The Thomas Merton Center at Bellarmine University

2026 ~ Annual 4th & Walnut Lecture

  

Tuesday 17th March, 7 pm EST.

John F. Dickerson

  Virtual and in-person at Bellarmine University's Frazier Hall

REGISTER  for the Virtual Webinar
The in-person lecture is free and open to the public, no registration required

 

John Dickerson is a journalist, author, and longtime interviewer, most recently co-anchor of the CBS Evening News and chief political analyst for CBS News. He spent 16 years at CBS, where he also served as senior national correspondent, contributor to CBS News Sunday Morning, and previously co-host of CBS This Morning. From 2015 to 2018, he moderated Face the Nation and served as the network’s chief Washington correspondent. During the 2016 presidential campaign, he moderated two CBS presidential debates. From 2019 to 2021, he was a correspondent for 60 Minutes, where his story on the death of Elijah McClain was nominated for an Emmy. He resigned from CBS News in December 2025.

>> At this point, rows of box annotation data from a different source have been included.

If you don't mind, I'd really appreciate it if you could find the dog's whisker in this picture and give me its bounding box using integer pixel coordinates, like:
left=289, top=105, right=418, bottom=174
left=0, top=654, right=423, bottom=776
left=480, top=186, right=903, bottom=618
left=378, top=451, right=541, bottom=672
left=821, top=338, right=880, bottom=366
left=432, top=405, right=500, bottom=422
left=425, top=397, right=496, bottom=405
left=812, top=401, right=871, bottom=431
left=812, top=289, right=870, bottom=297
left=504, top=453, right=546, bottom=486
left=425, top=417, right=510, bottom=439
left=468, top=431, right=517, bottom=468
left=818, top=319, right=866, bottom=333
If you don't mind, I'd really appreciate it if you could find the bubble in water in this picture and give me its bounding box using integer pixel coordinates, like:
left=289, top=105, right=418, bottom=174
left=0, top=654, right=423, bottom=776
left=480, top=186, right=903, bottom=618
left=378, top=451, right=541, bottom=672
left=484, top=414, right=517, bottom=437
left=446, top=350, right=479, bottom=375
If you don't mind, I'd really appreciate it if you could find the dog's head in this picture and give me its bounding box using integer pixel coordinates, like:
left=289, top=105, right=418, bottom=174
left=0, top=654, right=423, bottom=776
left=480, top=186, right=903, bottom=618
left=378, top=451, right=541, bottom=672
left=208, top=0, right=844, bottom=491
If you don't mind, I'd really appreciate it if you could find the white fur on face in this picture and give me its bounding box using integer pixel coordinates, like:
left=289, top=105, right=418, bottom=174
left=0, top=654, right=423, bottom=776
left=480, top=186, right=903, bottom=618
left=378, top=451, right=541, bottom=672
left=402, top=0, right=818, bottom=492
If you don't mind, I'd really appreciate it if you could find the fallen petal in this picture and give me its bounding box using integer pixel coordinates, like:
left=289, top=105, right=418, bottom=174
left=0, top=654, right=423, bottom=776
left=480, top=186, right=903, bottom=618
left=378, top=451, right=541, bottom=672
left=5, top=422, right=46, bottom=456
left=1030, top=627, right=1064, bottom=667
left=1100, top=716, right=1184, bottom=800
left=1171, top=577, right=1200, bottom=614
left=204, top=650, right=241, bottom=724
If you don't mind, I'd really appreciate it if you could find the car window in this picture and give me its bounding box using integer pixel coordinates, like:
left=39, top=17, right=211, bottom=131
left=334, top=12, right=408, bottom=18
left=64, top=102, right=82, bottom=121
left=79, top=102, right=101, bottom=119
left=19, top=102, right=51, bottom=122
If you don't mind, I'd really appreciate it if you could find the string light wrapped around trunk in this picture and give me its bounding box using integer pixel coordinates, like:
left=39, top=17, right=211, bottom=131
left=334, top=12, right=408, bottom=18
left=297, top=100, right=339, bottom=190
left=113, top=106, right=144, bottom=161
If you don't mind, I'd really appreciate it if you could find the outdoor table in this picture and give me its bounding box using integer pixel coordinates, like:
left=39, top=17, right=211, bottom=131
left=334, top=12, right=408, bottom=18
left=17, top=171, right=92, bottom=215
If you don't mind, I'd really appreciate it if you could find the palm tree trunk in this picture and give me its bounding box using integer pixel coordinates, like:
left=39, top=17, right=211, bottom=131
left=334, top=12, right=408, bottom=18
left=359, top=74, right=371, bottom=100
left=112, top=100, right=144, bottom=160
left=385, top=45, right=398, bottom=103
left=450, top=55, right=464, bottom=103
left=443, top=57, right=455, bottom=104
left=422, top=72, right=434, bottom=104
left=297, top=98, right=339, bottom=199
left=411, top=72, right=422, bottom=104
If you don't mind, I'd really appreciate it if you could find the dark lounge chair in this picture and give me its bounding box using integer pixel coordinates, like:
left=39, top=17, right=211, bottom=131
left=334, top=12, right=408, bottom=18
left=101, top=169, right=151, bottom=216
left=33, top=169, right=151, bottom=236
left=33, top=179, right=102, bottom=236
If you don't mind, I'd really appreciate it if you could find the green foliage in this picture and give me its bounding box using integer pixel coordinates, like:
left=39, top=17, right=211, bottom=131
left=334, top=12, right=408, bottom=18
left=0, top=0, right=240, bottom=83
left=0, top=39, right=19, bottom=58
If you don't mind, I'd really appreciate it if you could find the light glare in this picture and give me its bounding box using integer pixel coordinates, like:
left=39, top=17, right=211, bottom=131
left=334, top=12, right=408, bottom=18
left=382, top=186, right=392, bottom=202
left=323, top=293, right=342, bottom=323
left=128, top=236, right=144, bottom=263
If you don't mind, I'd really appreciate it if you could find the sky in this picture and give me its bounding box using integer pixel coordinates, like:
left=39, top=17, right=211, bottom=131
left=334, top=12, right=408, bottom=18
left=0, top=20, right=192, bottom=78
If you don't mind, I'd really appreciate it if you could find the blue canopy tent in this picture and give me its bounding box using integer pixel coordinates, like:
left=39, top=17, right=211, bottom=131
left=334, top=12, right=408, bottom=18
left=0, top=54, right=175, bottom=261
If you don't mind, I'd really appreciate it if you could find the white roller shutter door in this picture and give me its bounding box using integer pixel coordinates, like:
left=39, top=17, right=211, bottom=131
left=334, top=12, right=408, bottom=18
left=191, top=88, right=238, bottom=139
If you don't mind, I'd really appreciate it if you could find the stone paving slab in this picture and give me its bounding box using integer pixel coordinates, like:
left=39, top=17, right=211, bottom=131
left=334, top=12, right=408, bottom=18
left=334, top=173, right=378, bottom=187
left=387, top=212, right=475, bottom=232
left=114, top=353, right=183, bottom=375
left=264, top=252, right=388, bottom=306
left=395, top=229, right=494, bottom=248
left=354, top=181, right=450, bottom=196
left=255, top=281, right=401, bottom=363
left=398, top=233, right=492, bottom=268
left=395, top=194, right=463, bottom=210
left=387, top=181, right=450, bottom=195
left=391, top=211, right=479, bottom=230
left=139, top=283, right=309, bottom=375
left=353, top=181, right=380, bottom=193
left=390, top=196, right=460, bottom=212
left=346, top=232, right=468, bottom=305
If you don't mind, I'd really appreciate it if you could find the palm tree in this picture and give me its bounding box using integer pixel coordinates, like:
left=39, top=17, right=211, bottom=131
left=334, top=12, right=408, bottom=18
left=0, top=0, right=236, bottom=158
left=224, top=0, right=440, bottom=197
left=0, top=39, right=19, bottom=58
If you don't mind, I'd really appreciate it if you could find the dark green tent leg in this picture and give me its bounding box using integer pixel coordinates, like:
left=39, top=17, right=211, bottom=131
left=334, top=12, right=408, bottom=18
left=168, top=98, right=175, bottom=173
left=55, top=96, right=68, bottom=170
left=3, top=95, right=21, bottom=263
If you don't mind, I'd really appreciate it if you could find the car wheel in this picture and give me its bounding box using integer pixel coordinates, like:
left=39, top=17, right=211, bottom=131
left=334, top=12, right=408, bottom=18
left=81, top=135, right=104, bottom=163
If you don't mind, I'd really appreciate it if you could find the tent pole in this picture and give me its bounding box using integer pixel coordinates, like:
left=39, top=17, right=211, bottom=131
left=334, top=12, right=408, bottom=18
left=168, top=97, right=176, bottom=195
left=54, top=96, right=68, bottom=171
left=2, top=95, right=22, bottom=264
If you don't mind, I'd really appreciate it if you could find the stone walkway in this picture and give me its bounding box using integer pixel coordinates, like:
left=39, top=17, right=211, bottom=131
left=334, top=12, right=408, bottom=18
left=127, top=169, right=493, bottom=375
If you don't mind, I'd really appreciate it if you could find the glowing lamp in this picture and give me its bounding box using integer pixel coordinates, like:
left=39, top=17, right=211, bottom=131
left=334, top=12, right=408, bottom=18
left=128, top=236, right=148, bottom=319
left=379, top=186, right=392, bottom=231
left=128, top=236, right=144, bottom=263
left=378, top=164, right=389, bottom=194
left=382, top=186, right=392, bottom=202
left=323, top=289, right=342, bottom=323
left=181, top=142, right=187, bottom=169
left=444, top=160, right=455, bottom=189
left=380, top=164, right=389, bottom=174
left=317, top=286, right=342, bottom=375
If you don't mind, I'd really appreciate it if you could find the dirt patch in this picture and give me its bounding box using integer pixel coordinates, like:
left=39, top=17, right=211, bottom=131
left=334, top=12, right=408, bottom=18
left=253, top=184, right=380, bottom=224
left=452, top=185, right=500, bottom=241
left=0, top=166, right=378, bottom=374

In addition to his political reporting, Dickerson is known for his in-depth interviews with figures ranging from Apple CEO Tim Cook to actors Glenda Jackson and Christian Bale; authors Colson Whitehead, Michael Lewis, and Tara Westover; and musicians John Prine, Jon Batiste, Jason Isbell, and Dave Matthews.

Dickerson is a contributing writer at The Atlantic and for 20 years has been a co-host of Slate’s Political Gabfest. He also hosts Whistlestop, a podcast on presidential history, and Navel Gazing, drawn from his 35 years of notebooks he carries with him.

He began his career at Time magazine, covering economics, Congress, and national politics, and spent four years as its White House correspondent. From 2005 to 2015, he was Slate’s chief political correspondent. He has covered nine presidential campaigns.

Dickerson is the author of On Her Trail (Simon & Schuster); the New York Times bestseller Whistlestop: My Favorite Stories from Presidential Campaign History (Twelve Books); and The Hardest Job in the World: The American Presidency (Random House).

He has received the Ford Prize for Distinguished Reporting on the Presidency, the David Broder Award for political reporting, and in 2025, the Walter Cronkite Award for Excellence in TV Political Journalism for his essays.

A native Washingtonian, Dickerson graduated with distinction from the University of Virginia with a degree in English and American Studies. He lives in New York City where he serves on the board of Covenant House International.


In Louisville, at the corner of Fourth and Walnut, in the center of the shopping district, I was suddenly overwhelmed with the realization that I loved all those people, that they were mine and I theirs, that we could not be alien to one another even though we were total strangers … There is no way of telling people that they are all walking around shining like the sun.

Conjectures of a Guilty Bystander

This moment marked a pivotal moment in the monastic life of Thomas Merton as he turned from the world denying monk of The Seven Storey Mountain to the world embracing monk of the sixties as he began addressing many of the major issues of that time, some of which are as relevant today as when he penned them, if not more so.

  

The early sixties saw Merton’s most intense writings on war, the nuclear arms race, the cold war, racism, and other issues. When he was silenced from writing on issues of war and peace and he was banned from publishing his recently completed book Peace in a Post-Christian Era he started to circulate mimeographed copies of these banned writings, including his famous Cold War Letters.

  

After Merton’s experience in Louisville that day he would write to James Baldwin saying: “I am therefore not completely human until I have found myself in my African and Asian and Indonesian brother because he has the part of humanity which I lack.”


The annual "Fourth and Walnut Lecture" is co-sponsored by the International Thomas Merton Society and the Thomas Merton Center, at Bellarmine University.